Restricted blood flow to the muscles following exercise could hinder your muscle growth, your muscle repair, and your glycogen repletion. Blood flow restrictions are also due to generalized muscle tightness and barrier trigger points. Intracell Technology relaxes tight muscle to enhance muscle growth, improves tissue and augments glycogen repletion following heavy exercise.

Enhanced Lactic Acid Removal

During your exercise, lactic acid can build to critical levels where optimal performance might be sacrificed, Intracell Technology expedites the discharge of your lactic acid from your muscles, and it encourages the conversion into glucose by the liver. Intracell Technology appears to be very promising in the arena of enhanced sports performance. Look for more research along these lines in the future.

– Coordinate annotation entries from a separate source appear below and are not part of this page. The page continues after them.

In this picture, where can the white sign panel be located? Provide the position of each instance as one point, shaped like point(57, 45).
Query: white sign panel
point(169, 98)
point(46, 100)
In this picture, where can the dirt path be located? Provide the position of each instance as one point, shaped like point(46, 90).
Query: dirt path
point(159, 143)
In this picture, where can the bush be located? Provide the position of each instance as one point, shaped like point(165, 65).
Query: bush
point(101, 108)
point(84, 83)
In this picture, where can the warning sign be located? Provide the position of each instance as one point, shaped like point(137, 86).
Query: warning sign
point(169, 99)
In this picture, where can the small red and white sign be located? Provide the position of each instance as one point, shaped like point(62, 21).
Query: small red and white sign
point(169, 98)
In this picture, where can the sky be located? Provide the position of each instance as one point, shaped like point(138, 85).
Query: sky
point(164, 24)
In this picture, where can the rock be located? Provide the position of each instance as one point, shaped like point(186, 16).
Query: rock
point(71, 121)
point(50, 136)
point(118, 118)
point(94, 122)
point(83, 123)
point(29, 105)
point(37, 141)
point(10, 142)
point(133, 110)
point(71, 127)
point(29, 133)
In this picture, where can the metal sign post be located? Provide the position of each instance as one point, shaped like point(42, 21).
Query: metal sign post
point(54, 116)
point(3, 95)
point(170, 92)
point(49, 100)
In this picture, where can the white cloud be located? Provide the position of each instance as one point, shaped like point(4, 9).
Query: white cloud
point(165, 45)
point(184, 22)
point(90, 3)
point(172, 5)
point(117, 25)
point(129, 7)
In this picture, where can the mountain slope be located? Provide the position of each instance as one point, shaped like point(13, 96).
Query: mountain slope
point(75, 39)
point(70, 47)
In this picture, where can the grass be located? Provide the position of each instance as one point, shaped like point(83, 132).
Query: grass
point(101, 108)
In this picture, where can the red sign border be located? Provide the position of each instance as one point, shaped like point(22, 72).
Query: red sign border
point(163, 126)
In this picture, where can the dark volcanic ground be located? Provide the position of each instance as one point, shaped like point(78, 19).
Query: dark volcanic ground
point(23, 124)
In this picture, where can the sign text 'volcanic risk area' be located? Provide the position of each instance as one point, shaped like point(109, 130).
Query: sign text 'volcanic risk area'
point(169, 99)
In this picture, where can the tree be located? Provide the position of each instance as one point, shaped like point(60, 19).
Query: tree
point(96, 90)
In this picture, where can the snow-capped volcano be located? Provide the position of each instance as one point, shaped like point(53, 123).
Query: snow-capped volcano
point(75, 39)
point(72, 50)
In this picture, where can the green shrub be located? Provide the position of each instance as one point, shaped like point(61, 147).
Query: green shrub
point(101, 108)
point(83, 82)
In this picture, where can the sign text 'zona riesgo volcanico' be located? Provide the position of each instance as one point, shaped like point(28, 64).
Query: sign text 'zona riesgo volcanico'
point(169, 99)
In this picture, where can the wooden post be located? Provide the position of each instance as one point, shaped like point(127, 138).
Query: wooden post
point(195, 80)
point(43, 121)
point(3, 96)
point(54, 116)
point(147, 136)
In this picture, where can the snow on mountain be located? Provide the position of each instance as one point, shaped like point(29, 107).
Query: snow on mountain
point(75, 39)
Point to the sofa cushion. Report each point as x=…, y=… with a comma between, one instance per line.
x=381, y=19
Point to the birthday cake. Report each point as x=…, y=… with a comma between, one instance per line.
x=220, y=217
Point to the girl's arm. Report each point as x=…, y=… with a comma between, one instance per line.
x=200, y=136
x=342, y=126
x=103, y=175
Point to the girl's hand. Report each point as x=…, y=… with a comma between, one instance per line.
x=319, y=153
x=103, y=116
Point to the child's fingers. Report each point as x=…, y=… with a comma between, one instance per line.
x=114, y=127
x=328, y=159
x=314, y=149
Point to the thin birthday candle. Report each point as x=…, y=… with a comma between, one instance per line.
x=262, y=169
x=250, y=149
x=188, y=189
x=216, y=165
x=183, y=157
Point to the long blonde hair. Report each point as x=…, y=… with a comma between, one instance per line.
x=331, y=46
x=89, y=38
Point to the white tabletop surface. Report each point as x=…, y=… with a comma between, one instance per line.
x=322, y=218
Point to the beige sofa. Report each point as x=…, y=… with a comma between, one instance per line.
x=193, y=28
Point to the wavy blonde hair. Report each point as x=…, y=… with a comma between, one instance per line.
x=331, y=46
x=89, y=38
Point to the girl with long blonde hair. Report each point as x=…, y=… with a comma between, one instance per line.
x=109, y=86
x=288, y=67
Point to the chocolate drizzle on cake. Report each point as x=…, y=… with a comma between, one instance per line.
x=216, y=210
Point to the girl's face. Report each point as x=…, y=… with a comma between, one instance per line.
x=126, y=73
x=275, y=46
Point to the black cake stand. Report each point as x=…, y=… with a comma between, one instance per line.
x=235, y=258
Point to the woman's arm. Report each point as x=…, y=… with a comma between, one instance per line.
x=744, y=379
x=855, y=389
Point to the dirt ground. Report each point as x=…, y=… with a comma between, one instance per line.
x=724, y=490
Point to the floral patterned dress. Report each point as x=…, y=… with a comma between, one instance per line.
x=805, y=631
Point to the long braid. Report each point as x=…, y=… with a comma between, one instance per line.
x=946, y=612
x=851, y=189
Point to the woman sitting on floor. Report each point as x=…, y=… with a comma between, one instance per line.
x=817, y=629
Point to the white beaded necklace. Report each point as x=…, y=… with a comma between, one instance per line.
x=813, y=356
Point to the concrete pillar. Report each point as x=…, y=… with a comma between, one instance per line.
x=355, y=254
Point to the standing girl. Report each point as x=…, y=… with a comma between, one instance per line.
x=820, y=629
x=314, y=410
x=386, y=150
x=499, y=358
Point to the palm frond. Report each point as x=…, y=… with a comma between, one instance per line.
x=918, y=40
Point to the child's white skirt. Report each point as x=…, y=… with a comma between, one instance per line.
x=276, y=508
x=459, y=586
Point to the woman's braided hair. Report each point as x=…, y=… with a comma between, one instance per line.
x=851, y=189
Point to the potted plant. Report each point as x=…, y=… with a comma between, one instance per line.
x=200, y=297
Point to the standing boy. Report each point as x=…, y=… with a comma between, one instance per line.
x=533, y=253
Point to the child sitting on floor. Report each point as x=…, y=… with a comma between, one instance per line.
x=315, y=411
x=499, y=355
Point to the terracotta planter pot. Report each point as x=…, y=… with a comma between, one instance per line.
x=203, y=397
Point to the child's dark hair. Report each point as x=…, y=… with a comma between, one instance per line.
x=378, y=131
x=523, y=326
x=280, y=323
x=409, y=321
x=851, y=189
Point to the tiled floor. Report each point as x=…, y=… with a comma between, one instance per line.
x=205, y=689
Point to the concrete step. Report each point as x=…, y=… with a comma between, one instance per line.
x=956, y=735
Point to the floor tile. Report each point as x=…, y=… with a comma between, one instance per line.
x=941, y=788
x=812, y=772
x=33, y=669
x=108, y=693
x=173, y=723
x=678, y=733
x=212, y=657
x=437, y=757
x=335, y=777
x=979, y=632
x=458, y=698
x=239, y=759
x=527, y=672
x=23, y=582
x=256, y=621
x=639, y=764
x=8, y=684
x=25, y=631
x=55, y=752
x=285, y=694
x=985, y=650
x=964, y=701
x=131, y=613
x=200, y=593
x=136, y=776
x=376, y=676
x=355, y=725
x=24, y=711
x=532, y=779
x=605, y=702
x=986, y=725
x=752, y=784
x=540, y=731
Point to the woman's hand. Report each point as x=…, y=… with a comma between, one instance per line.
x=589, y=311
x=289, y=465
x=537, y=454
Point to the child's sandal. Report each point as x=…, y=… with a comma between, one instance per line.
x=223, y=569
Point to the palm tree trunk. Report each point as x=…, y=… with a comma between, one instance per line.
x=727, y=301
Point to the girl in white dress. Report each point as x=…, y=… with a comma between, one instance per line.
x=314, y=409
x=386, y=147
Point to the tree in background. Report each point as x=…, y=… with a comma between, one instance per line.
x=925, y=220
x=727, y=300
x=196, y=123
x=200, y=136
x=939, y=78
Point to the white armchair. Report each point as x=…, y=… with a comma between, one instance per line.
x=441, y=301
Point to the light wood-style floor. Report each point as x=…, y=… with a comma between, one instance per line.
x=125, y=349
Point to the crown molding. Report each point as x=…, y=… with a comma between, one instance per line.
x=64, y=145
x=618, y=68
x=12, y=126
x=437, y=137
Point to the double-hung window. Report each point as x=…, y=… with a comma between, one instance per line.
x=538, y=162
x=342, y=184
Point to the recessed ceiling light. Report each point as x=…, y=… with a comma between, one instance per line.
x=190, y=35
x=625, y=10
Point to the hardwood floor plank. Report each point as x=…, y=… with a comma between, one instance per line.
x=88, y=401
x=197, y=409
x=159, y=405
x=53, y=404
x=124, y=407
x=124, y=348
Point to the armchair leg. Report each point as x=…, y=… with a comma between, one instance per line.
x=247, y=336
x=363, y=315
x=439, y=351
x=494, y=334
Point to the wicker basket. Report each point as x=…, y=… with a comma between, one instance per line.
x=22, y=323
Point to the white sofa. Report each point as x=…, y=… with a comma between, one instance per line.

There are so many myths about what lactic acid actually is. Perhaps the greatest of all is the notion that there is lactic acid in the human body. There is not. The body produces lactate, which is lactic acid minus one proton.

The difference between lactic acid and lactate is, for all practical purposes, semantic. But other popular beliefs about lactic acid are about as wrong as wrong can be. Most triathletes believe that lactate is found to be an end product of anaerobic muscle metabolism that causes som local muscle fatigue by increasing the acidity of the tissues to the point where they will no longer function effectively. In fact, we now know that lactate is considered to be an intermediate link between anaerobic and aerobic muscle metabolism that serves as both a direct and indirect fuel for muscle contraction and delays fatigue in a couple of different ways.

Our new understanding of the nature and function of lactate is rather appealing to every athlete who is curious about how the human body works. But does it make any difference? Do the new ideas in a science of lactate suggest a different approach to training than the old science did? Many would indicate that it does call for a subtle changing of the standard approach to your endurance training, but no major overhaul. However, let’s take a closer look at how some traditional beliefs about lactate were exposed as myths and replaced by an almost different explanation.

The perfect description of lactate in exercise dates back to about the early 1920s when researchers showed that the exposure of frog legs to levels of lactic acid interfered with the ability of the muscles to contract in response to electrical stimulation. Later some research had determined that lactate was actually produced through the anaerobic glycolysis or the breakdown of glucose or glycogen molecules for energy without the help of oxygen. This is what concluded that fatigue occurred at intense exercises because the cardiovascular system could no longer supply the muscles with enough oxygen to keep pace with strong energy demands, resulting in higher reliance on anaerobic glycolysis, meaning lactate buildup.

How exactly did lactate buildup cause the muscles to fatigue? Biochemists believed that lactate was originally created in the body by the removal of a proton from the lactic acid. When protons start to accumulate in living tissues, the tissues become more acidic. And when muscles become too acidic, they lose their ability to contract.

This overall explanation began to unravel in 1977 when South African biochemist Wieland Gevers showed that the reaction that produces lactate consumes a pair of free protons. This meaning that it may impede muscular acidosis rather than promoting it. More recently, scientists have found that while protons do actually accumulate in the muscles during a high-intensity exercise, increasing muscle acidity, these protons are normally produced through a type of reaction that is completely separate from that which produces lactate.